Und schließlich ist es zwar im Ansatz richtig, Sicherungsmaßnahmen ihres präventiven Charakters wegen auch vorläufig anordnen zu können, wenn tatsächliche Anhaltspunkte für ein Fehlverhalten vorliegen. Der auf Maßnahmenseite vorgesehene Katalog könnte derzeit aber noch etwas zu weit gehen, indem sogar ein vollständiges Lehr- und Prüfungsverbot verhängt werden kann. Hier schiene es aus Verhältnismäßigkeitsgründen nicht unklug, einen solch grundrechtsinvasiven vorläufigen Ausspruch nur (zum Beispiel auf bestimmte Studenten oder Formate) begrenzt zuzulassen.
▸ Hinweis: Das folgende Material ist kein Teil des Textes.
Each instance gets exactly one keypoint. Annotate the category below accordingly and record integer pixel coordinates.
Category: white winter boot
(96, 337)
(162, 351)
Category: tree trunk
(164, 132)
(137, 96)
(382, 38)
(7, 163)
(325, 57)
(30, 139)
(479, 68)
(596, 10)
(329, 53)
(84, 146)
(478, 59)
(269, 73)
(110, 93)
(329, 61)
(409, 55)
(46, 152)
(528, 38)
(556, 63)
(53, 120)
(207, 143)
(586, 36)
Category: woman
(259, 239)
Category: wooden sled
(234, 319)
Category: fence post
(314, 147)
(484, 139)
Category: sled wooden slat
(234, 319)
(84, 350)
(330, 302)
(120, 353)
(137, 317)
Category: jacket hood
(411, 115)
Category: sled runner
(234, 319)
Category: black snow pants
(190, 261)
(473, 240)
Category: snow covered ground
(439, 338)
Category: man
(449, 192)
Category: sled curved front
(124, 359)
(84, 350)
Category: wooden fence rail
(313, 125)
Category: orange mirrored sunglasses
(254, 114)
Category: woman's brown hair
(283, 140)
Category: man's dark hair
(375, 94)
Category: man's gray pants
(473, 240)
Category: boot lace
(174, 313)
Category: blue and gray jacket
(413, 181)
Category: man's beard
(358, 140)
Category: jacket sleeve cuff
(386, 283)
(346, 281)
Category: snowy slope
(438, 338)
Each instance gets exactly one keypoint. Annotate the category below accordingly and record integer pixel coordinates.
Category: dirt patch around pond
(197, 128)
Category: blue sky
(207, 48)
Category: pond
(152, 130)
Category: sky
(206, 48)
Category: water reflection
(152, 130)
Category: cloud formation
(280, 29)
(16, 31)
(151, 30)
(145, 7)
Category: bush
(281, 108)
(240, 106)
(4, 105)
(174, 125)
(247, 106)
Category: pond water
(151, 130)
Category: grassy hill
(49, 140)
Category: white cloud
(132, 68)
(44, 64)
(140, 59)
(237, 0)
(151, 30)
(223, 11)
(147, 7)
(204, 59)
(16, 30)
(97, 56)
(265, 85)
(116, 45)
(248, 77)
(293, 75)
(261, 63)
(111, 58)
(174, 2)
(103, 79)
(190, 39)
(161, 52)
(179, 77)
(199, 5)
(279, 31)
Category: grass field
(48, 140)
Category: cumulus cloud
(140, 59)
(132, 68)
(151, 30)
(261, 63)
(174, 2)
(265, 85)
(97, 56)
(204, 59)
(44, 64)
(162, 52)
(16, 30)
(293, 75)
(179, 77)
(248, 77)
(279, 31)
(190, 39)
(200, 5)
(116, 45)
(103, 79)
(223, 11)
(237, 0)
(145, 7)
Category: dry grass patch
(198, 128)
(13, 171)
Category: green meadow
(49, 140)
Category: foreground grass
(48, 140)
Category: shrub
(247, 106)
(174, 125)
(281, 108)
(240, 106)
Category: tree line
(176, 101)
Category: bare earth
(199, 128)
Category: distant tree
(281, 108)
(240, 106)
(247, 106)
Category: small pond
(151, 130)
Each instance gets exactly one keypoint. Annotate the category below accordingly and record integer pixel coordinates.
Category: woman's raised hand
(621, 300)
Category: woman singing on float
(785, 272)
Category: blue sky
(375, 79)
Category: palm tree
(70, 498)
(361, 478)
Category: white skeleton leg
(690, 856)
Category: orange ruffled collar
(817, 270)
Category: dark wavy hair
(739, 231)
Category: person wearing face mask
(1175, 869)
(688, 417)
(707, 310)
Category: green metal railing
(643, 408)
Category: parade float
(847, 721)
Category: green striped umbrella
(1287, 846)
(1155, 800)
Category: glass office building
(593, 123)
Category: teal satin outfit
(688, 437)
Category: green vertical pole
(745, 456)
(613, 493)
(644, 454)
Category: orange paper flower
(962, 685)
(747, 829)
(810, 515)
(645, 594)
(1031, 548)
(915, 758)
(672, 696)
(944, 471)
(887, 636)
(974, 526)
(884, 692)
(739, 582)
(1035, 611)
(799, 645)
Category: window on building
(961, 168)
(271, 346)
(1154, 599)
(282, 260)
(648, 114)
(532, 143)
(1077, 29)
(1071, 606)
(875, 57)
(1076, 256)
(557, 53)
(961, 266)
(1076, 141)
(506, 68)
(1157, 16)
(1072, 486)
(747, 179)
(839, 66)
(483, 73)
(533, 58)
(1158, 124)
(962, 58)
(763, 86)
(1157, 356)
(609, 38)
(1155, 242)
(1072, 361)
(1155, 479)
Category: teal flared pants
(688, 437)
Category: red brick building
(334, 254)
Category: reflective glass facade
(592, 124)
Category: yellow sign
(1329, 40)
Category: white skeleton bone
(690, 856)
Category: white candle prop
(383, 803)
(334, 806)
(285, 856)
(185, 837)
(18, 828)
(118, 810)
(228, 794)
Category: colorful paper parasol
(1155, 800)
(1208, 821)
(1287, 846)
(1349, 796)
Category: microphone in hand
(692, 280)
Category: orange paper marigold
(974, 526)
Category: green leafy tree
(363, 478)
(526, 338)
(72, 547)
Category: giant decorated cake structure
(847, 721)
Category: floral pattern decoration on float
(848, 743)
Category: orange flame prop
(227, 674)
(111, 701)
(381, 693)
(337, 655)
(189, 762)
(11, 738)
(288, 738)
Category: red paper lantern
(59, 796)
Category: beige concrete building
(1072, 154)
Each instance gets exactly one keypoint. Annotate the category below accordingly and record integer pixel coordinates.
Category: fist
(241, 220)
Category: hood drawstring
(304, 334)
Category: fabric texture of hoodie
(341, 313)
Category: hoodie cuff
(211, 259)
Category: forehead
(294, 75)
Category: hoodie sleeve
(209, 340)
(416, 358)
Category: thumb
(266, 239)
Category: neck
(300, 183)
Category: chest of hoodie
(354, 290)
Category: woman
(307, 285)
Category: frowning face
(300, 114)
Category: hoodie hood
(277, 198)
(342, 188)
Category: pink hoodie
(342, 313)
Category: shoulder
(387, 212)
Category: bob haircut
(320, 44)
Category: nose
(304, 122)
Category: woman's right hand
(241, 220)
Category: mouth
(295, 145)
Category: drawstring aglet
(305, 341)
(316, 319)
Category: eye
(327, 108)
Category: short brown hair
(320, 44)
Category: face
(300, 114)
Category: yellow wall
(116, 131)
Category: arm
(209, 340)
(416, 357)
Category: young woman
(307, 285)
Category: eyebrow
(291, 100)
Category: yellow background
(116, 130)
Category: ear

Steiniger Weg für ein wichtiges Ziel
Die allermeiste Kritik an dem neuen Modell verfängt jedoch nur auf den ersten Blick. Dies gilt neben dem Erwähnten etwa beim Vorwurf, das Sicherungsverfahren schaffe einen „monströsen administrativen Aufwand“. Tatsächlich sind sowohl ein weitgehender Gleichlauf zum Disziplinarwesen als auch Übernahmemöglichkeiten für getroffene Feststellungen vorgesehen. Fernliegend ist erst recht die Befürchtung, in NRW solle künftig eine „Hochschulpolizei“ eingeführt werden, um Sicherungsverstöße zu ermitteln – ganz so, als hätten die Universitäten bei Disziplinarsachen bislang den Notruf wählen müssen. Erfreulich ist schließlich, dass der Entwurf ausdrücklich klarstellt, beim Zusammenfallen beider Verfahren dürfe es nicht zu einer überhöhten Gesamteinwirkung auf den Beschuldigten kommen.
Zusammenfassend hat die Debatte gezeigt, wie sensibel die Wissenschaftscommunity hierzulande auf (scheinbare) Bedrohungen ihrer Freiheiten reagiert. Angesichts der Zunahme autoritärer Bestrebungen weltweit ist das nur verständlich. Bisweilen wäre es aber sicherlich der Sache dienlich, weniger konfrontativ aufzutreten. Bei aller Aufregung wird man ausgerechnet einer CDU-geführten Regierung kaum unterstellen können, der vermeintlichen „Wokeness-Kultur“ im grundrechtsgeschützten Universitätsbetrieb Vorschub zu leisten. Das Wissenschaftsministerium und später der Landtag in NRW sind nun gehalten, die vielfältigen Anregungen aufzunehmen und klug umzusetzen. Dabei darf nicht aus dem Blick geraten, welch ernsten und beschämenden Anlass die Reformpläne haben.